The National Security Council analysis is reflected in the strategy, and there will be a separate implementation plan that is still being worked on, officials said. The strategy directs that regulations need to be developed in consultation with industry — to ensure that the rules advance security without being unworkable or unduly burdensome. The officials conceded that, for instance, the first attempt at setting pipeline rules last year failed because they were done in haste and without consulting the companies, and as a result were overly prescriptive. “It wasn’t done right,” a second official said.
The first set of rules were “massively a bust,” said Robert M. Lee, chief executive of the industrial cybersecurity firm Dragos, which helps pipeline companies harden their operational systems against hacks. “Even attempting them would have caused disruptions to systems. They were asking for things that were technically not feasible.”
The second set was much improved, he said. “It took in pipeline asset and owner feedback.
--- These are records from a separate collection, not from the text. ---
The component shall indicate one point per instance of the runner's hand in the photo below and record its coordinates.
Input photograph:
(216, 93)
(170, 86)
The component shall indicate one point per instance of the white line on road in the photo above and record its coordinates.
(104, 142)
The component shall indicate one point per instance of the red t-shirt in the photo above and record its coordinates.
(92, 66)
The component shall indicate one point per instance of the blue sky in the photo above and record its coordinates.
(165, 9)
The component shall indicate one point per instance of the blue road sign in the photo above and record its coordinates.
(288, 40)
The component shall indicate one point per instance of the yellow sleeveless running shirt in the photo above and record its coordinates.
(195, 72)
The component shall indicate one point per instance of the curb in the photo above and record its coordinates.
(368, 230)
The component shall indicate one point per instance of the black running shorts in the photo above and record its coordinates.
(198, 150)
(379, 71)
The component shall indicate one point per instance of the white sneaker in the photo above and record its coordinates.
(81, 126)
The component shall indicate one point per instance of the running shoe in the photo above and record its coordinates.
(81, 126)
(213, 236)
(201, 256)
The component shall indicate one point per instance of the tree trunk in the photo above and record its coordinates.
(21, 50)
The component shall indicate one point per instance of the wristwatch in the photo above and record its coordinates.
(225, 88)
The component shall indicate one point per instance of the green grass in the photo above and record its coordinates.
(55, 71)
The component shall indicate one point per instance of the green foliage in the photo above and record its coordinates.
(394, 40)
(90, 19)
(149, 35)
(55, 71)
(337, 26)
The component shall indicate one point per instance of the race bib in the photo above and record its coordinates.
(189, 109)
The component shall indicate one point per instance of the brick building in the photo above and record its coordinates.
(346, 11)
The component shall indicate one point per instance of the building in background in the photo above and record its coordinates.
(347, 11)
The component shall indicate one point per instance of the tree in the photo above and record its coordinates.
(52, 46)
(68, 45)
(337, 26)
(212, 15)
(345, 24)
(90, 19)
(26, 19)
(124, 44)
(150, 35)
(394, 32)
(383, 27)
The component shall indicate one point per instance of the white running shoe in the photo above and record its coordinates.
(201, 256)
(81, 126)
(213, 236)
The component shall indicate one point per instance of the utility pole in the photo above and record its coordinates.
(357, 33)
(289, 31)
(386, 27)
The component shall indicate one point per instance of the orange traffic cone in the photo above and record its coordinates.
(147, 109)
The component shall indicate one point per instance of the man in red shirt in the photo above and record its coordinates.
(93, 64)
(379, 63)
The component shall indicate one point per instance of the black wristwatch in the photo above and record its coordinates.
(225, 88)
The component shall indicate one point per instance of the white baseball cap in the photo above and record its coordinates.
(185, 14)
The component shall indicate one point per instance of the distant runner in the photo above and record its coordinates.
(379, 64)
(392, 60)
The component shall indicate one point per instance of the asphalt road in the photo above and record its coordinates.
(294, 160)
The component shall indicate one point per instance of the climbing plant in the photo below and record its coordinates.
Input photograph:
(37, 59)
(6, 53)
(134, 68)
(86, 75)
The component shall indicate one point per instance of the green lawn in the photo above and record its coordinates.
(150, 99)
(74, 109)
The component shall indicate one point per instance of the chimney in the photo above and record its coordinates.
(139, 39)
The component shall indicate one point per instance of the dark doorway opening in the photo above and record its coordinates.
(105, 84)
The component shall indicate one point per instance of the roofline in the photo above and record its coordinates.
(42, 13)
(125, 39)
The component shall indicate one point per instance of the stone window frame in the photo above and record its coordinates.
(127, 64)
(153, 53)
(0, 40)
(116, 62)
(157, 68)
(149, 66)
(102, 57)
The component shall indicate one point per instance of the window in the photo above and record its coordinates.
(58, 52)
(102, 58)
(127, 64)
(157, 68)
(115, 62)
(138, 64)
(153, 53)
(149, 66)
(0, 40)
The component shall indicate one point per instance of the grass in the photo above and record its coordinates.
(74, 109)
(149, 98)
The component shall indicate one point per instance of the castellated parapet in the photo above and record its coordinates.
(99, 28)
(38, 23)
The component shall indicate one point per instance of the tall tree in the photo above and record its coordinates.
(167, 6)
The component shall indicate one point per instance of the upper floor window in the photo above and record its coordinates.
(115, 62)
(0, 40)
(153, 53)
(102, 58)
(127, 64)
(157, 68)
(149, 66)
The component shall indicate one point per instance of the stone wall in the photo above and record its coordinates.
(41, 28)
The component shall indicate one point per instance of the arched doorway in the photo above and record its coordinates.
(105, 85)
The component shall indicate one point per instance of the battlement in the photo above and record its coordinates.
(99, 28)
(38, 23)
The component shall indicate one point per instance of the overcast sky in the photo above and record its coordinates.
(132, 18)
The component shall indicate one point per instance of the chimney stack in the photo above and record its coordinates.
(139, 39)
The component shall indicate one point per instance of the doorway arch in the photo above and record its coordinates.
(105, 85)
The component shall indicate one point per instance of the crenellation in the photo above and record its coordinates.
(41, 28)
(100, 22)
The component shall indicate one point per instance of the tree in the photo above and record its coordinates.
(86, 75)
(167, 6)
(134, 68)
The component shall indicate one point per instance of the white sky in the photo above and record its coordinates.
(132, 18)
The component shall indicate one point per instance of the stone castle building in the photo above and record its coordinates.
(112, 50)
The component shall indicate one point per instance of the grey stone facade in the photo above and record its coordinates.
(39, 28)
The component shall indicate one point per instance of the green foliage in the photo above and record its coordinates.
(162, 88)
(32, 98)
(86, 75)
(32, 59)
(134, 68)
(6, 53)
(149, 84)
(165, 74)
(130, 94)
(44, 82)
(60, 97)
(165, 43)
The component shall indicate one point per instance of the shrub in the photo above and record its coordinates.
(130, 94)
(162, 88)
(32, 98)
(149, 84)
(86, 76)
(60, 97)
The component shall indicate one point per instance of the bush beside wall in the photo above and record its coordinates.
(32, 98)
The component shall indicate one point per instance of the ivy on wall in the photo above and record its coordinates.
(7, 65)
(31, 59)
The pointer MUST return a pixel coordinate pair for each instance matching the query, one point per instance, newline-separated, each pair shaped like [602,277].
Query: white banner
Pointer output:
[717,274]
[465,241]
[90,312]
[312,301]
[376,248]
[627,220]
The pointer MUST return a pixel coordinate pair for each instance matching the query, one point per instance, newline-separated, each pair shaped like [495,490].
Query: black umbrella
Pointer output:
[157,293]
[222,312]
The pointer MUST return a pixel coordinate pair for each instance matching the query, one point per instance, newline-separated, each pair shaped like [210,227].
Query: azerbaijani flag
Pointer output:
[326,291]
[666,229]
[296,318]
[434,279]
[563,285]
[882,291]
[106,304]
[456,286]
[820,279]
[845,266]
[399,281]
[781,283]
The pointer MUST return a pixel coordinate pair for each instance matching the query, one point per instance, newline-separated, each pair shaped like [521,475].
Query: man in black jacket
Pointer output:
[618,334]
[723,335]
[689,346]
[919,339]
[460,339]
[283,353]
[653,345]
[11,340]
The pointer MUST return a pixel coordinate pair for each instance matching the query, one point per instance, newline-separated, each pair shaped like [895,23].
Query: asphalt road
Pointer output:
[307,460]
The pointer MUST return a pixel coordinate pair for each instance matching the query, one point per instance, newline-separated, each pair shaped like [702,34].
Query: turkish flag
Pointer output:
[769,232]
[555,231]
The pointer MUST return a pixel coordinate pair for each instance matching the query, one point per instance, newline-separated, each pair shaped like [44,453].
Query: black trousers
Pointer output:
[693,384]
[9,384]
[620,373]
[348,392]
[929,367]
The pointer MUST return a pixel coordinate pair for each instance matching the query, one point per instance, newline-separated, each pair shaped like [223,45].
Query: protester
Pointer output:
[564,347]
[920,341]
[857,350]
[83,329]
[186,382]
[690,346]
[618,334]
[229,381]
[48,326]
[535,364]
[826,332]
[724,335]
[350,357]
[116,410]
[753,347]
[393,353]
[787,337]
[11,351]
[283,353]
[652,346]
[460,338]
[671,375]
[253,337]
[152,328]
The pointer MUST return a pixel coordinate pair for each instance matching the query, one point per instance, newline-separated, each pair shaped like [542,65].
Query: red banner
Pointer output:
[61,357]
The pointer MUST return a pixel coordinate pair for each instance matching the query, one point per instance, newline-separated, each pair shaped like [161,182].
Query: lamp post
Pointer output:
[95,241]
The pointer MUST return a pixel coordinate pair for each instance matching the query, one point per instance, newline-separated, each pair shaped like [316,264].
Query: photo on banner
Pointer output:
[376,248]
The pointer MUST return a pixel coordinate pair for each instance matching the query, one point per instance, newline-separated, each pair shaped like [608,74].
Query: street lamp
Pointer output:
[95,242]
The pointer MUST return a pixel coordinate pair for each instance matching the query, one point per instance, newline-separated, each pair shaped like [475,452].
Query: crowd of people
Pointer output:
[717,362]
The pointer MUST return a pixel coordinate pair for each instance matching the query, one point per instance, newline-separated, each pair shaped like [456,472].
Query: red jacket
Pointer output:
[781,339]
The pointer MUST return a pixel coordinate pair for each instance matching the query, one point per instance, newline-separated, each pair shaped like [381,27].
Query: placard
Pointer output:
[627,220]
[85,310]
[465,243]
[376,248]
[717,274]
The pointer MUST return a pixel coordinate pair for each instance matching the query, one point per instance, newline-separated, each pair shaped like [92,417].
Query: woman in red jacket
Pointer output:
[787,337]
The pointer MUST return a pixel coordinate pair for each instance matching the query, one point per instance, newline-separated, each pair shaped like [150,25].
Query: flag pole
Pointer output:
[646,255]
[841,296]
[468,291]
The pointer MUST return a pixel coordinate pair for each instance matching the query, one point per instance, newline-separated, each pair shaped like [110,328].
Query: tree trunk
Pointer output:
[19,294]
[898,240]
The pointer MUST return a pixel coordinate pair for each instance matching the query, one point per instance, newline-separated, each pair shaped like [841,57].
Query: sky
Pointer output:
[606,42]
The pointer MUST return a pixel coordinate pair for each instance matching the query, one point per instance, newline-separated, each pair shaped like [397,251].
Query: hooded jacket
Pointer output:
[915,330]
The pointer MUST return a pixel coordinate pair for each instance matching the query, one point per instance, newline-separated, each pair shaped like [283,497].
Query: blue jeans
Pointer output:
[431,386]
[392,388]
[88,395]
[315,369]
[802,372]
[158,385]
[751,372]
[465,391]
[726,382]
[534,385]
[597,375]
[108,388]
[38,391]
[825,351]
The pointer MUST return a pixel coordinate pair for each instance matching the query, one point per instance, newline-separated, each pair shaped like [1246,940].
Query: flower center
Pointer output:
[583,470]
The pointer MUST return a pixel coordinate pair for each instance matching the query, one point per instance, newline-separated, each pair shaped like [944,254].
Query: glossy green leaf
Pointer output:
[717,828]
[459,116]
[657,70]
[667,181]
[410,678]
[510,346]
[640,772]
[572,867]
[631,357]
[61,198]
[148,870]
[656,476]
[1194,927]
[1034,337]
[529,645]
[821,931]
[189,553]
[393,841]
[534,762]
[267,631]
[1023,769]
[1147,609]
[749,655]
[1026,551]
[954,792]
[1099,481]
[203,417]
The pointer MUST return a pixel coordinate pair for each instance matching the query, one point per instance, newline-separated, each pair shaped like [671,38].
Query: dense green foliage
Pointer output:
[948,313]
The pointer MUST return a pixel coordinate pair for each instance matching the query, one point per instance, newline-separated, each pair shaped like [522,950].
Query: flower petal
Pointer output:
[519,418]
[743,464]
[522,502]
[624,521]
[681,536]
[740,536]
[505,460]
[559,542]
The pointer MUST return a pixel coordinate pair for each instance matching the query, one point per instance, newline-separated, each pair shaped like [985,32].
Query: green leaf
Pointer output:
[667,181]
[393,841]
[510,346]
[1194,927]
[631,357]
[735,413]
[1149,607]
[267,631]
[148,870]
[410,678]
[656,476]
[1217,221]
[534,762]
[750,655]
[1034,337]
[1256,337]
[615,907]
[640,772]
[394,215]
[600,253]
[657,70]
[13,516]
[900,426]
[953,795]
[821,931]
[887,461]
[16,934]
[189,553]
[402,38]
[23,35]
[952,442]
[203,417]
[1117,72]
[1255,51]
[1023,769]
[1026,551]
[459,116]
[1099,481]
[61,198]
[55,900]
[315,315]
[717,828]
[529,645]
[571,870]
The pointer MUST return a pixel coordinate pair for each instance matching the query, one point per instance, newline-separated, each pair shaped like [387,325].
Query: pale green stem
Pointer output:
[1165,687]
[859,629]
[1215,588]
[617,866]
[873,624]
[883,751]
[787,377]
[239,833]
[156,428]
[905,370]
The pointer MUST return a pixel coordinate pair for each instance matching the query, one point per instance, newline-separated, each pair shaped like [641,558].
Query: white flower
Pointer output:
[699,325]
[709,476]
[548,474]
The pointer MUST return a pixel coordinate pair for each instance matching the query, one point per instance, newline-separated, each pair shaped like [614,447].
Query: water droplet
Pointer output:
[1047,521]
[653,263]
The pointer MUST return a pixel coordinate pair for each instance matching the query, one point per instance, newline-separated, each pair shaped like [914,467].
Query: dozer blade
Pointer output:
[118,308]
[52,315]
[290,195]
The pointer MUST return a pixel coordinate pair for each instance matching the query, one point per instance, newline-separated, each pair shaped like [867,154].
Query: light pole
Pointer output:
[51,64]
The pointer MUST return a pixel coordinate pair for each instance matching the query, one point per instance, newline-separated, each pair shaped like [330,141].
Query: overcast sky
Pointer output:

They moved towards more performance-based, than prescriptive standards: ‘Here’s what we want you to accomplish,’ not ‘here’s how to accomplish it.’”
The U.S. Chamber of Commerce, which spends the most of any lobbying organization in the United States, drove a successful campaign a decade ago to kill legislation that would have mandated cybersecurity standards. Cognizant that the political winds have shifted in the wake of Colonial Pipeline and Russia’s invasion of Ukraine — which prompted fears that Moscow might hack American critical infrastructure — it has moderated its stance slightly, accepting that regulations are inevitable but seeking some incentives to encourage compliance.
In a statement to The Post, the Chamber asserted that it shares “a mutual interest” with Inglis’s office — the ONCD — in “advancing regulatory harmonization, liability protections and federal preemption.”
Harmonization means, for instance, avoiding multiple agencies conducting cybersecurity inspections on the same company. “Liability protections” is an apparent reference to immunity, for instance from lawsuits, if certain standards are met, and “federal preemption” means ensuring that a national-level regulation supersedes state rules so that companies are not subject to a patchwork quilt of requirements.
“I’m glad to see the Chamber recognized that we need some federal baselines,” said Jeff Greene, who until July led the NSC cyber defense policy and is now with the Aspen Institute think tank. “It’s a step in the right direction.”
States have authority to regulate electric power distribution, and New York Gov. Kathy Hochul (D) just last month signed legislation imposing cybersecurity rules on the state’s energy distribution grid. The news release noted that the action followed a request from Biden that states set minimum cybersecurity requirements for critical infrastructure, including the energy system.
“The strategy reflects the hard lessons we’ve learned from SolarWinds [the Russian hack of U.S. agencies] to Colonial Pipeline — that our supply chain and our critical infrastructures are under duress,” said Mark Montgomery, senior fellow at the Foundation for Defense of Democracies. “But the hard part comes next, translating all the good ideas into action.”